Andrew Stavisky, PhD is currently an Assistant Director in the Applied Research and Methods group at the US Government Accountability Office (GAO) – the non-partisan, independent investigative arm of Congress, where advises on policy research and leads GAO’s qualitative research practice. His policy areas focus on national security, cybersecurity, telecommunications, and emerging technology. He is one of the agency’s leaders on AI policy. Andrew collaborates with GAO’s innovation lab on developing use cases for its internal Generative AI and Topic Modeling platforms. He has co-authored dozens of emerging technology and AI related Congressional Reports and Technology Assessments. Additionally, he has moderated joint GAO/National Academy of Science expert policy panels (2–3-day sessions of 15-20+ experts) on emerging technology topics such as quantum computing, fusion energy, the use of AI in drug development, the use of AI in enhancing climate disaster modeling, and most recently on the human and environmental impacts of Generative AI. Andrew writes and speaks about the nexus of AI, policy, and qualitative research and the importance of humans within the AI process. He was a 2023 Wilson Center Congressional AI Fellow. Andrew was formerly the Founder and CEO of Thematically, a text analytics company that developed an AI driven human-in-the-loop SaaS platform (pre-ChatGPT) that quickly and efficiently turns unstructured text into meaningful thematic categories. Thematically was acquired by SoloSegment in February 2020.

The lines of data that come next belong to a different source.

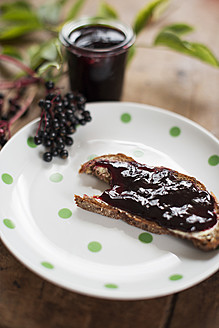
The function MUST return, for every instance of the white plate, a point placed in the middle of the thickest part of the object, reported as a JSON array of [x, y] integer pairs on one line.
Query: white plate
[[89, 253]]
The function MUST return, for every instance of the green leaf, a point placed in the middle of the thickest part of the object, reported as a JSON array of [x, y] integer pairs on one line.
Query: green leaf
[[11, 51], [75, 9], [178, 28], [49, 13], [131, 53], [19, 15], [107, 11], [15, 5], [17, 30], [196, 50], [49, 51], [144, 16], [45, 67]]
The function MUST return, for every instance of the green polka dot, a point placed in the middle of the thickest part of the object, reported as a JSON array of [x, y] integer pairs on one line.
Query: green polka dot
[[92, 156], [111, 286], [56, 177], [145, 237], [175, 131], [94, 246], [138, 153], [175, 277], [31, 143], [47, 265], [7, 178], [65, 213], [126, 117], [213, 160], [9, 224]]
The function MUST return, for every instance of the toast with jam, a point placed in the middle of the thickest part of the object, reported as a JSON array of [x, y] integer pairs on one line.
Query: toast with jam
[[155, 199]]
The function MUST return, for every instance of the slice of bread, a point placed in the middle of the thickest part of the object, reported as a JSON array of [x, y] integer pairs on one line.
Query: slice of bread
[[205, 240]]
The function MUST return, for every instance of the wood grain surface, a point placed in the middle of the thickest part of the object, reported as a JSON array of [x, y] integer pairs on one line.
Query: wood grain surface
[[161, 78]]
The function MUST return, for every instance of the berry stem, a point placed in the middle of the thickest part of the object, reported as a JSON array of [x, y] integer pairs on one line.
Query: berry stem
[[18, 63], [22, 110], [22, 82]]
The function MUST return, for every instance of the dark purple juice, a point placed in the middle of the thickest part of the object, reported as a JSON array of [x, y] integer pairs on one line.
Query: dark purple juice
[[97, 56]]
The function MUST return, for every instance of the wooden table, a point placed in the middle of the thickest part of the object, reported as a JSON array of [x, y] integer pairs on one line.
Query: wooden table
[[161, 78]]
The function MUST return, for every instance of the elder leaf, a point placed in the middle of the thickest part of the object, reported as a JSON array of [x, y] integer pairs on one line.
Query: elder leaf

SoDa Seed Grants: The projects under this initiative may address any societal challenge that affects a large number of people, including but not limited to health, public safety, justice, race, gender, education, employment, transit, and political representation. The goal of these seed grants is to encourage faculty to develop collaborative projects that stimulate the advancement of new ideas that can build the university’s expertise toward a national reputation in the broad area of social data science. The projects blend the development or use of innovative data science methods or new measurements, the advancement of scholarship within or across disciplines, and progress in addressing a societal challenge.